US formulations' sales (the largest segment, 47 per cent of revenue) grew 21 per cent over a year and 26 per cent in dollar terms. Most Indian pharma majors have seen pricing pressure in the US Aurobindo, too, saw some erosion in the base business (five per cent sequentially) but product launches and volume growth helped it tide over this. The company launched eight products, including two injectables (typically higher margin products) during the quarter, which included a generic version of limited competition kidney treatment drug Renvela, boosting incremental sales growth. 

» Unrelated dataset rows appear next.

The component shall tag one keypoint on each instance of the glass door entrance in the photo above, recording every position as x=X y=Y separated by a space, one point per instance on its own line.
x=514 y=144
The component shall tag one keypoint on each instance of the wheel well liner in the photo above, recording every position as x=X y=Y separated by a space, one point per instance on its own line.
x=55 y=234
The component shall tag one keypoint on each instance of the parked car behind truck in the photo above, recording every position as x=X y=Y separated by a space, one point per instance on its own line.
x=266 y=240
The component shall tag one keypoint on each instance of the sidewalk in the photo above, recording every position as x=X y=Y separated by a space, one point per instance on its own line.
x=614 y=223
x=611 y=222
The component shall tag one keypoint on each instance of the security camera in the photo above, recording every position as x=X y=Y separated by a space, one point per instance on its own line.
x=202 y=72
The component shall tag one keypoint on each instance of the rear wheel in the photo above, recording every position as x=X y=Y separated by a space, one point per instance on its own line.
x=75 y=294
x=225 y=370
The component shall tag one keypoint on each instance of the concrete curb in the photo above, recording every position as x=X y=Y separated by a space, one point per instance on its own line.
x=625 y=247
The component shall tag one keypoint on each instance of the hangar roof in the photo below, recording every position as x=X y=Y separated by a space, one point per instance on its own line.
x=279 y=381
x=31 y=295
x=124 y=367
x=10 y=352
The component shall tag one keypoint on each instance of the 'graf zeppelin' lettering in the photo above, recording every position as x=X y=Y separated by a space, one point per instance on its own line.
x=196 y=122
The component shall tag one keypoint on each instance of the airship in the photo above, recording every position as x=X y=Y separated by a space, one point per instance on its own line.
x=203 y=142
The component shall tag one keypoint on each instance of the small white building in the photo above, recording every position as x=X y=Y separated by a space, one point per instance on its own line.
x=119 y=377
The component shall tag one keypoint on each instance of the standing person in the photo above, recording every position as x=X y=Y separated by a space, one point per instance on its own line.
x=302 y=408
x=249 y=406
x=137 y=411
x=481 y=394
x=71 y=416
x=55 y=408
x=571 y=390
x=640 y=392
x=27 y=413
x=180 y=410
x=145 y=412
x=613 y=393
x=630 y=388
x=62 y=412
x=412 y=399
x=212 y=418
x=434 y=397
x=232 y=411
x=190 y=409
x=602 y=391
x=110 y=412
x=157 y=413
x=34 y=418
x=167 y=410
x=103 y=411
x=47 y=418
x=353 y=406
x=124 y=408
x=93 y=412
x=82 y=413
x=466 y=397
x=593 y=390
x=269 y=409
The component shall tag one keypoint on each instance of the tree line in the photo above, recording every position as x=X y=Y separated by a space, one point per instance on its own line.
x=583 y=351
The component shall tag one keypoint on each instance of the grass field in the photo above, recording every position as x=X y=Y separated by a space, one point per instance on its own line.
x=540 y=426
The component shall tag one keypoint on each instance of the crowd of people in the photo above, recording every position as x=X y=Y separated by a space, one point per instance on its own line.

The pipeline for the US market, which includes complex generics (injectables), gives confidence about growth. Aurobindo has filed 21 Abbreviated New Drug Applications with the US drug regulator, 11 in oral and 10 in injectables. Further, it does not have major dependence on any single product in the US, which is positive, as it cushions the downside. Analysts at Emkay Global say Aurobindo has interesting growth opportunities in the US market over the next two years, including penems (anti-bacterials), recently launched over the counter drug Nexium and  expected scale-up in the injectables business (from FY17 revenue of $150 million,  at annual growth rate of 40 per cent). 

The European business, fourth largest contributor to sales, grew 37 per cent. The company benefited from its Portuguese acquisition, though adjusting for the acquisition, the organic growth rates seems high, say analysts. The company has transferred the manufacturing of 74 products from Europe to India, to drive profitability.

Though its financials beat estimates, operational performance could have been better but for a number of unquantified provisions in both raw material cost and other expenditure that somewhat clouded the reported numbers, say analysts. While revenue was Rs 4,436 crore, operating and net profit stood at Rs 1,117 crore and Rs 781 crore, respectively.  

Debt increased from $439 million at the end of FY17 to $616.4 million, due to acquisitions and higher working capital requirements. Analysts, expect this to come down to $475 million by the end of FY18, with strong cash flow. Ranjit Kapadia at Centrum Broking and Ranbir Singh at Sytematix Shares said they were positive on growth prospects.